Why, in Wayland, support of some basic features has to do with what DE or TWM you use? It is not like this in X11 and it seems there is more adherence to the UNIX philosophy in X11.
Because Wayland is a display service protocol. It's not responsible for secure message passing between desktop applications: that's the DE's business. Just because DEs used X11 as an insecure inter-process message passing agent doesn't mean it's a good design or even make sense.
There's no "Wayland" that could implement a generic way of handling input. Wayland is an extensible set of protocols with several implementations.
Handling input is an integral part of what a compositor does, and it's not an easy problem to solve when said input doesn't map linearly to text.
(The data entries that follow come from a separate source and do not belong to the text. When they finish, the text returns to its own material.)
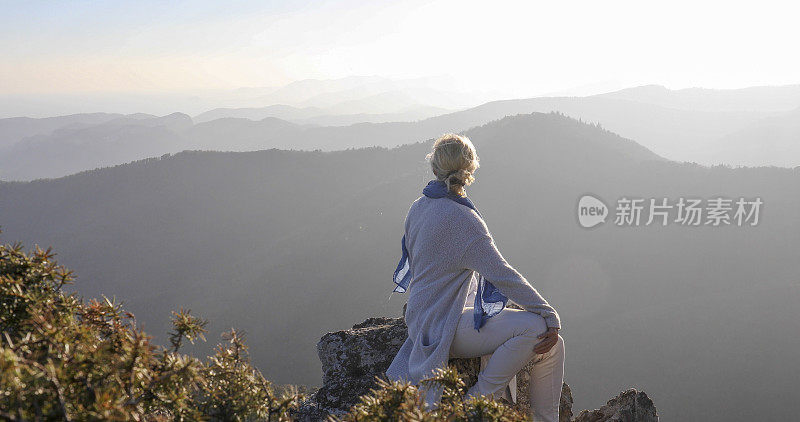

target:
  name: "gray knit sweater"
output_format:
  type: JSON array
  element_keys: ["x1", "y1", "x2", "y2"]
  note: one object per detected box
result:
[{"x1": 386, "y1": 196, "x2": 561, "y2": 404}]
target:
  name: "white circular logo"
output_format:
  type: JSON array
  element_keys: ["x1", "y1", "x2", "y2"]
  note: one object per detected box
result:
[{"x1": 578, "y1": 195, "x2": 608, "y2": 228}]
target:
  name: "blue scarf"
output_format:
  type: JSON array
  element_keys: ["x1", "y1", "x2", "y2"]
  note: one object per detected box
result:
[{"x1": 392, "y1": 180, "x2": 508, "y2": 331}]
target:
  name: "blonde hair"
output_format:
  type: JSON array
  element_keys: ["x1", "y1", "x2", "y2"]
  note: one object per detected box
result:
[{"x1": 425, "y1": 133, "x2": 480, "y2": 196}]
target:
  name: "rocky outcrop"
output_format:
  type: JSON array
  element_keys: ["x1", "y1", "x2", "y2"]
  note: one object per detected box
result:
[{"x1": 295, "y1": 317, "x2": 658, "y2": 422}]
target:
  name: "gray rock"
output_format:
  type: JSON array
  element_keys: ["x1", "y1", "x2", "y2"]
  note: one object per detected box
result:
[
  {"x1": 573, "y1": 389, "x2": 658, "y2": 422},
  {"x1": 294, "y1": 309, "x2": 658, "y2": 422}
]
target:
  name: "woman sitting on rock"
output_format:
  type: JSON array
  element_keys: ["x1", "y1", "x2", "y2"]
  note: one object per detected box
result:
[{"x1": 386, "y1": 134, "x2": 564, "y2": 422}]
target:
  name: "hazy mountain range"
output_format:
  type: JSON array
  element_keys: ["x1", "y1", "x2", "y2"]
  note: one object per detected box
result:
[
  {"x1": 0, "y1": 81, "x2": 800, "y2": 180},
  {"x1": 0, "y1": 112, "x2": 800, "y2": 421},
  {"x1": 0, "y1": 76, "x2": 494, "y2": 117}
]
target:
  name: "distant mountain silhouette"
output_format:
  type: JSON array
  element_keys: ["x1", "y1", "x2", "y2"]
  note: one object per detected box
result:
[
  {"x1": 0, "y1": 113, "x2": 122, "y2": 151},
  {"x1": 698, "y1": 107, "x2": 800, "y2": 167},
  {"x1": 0, "y1": 113, "x2": 800, "y2": 421},
  {"x1": 0, "y1": 82, "x2": 800, "y2": 180},
  {"x1": 598, "y1": 85, "x2": 800, "y2": 112},
  {"x1": 194, "y1": 104, "x2": 448, "y2": 126}
]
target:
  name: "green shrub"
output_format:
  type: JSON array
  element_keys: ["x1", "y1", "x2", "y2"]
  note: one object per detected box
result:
[{"x1": 0, "y1": 236, "x2": 525, "y2": 422}]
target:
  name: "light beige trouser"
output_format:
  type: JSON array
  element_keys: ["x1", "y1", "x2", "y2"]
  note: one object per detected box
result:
[{"x1": 450, "y1": 307, "x2": 564, "y2": 422}]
Input methods in particular are not something that X11 "solves" at all: Under X every toolkit implemented their own way of handling complex input methods. XIM existed, but it was limited and only there for compatibility with ancient applications.
There are Wayland protocols for complex input methods too. Gnome's gone all-in and integrated ibus with their own compositor, so that obviously works, but Gnome also benefits a lot from distributions like Fedora making sure it works: everything is set up correctly out-of-the-box if you use Gnome. However, more niche implementations like Sway have to deal with a lower level of integration because there's no distribution that's built around Sway to create a full desktop environment.
Wouldnt it be the other way around?
X11 isnt adhering to the UNIX philosophy because it does everything under the sun.
Wayland gives some tasks to the compositor.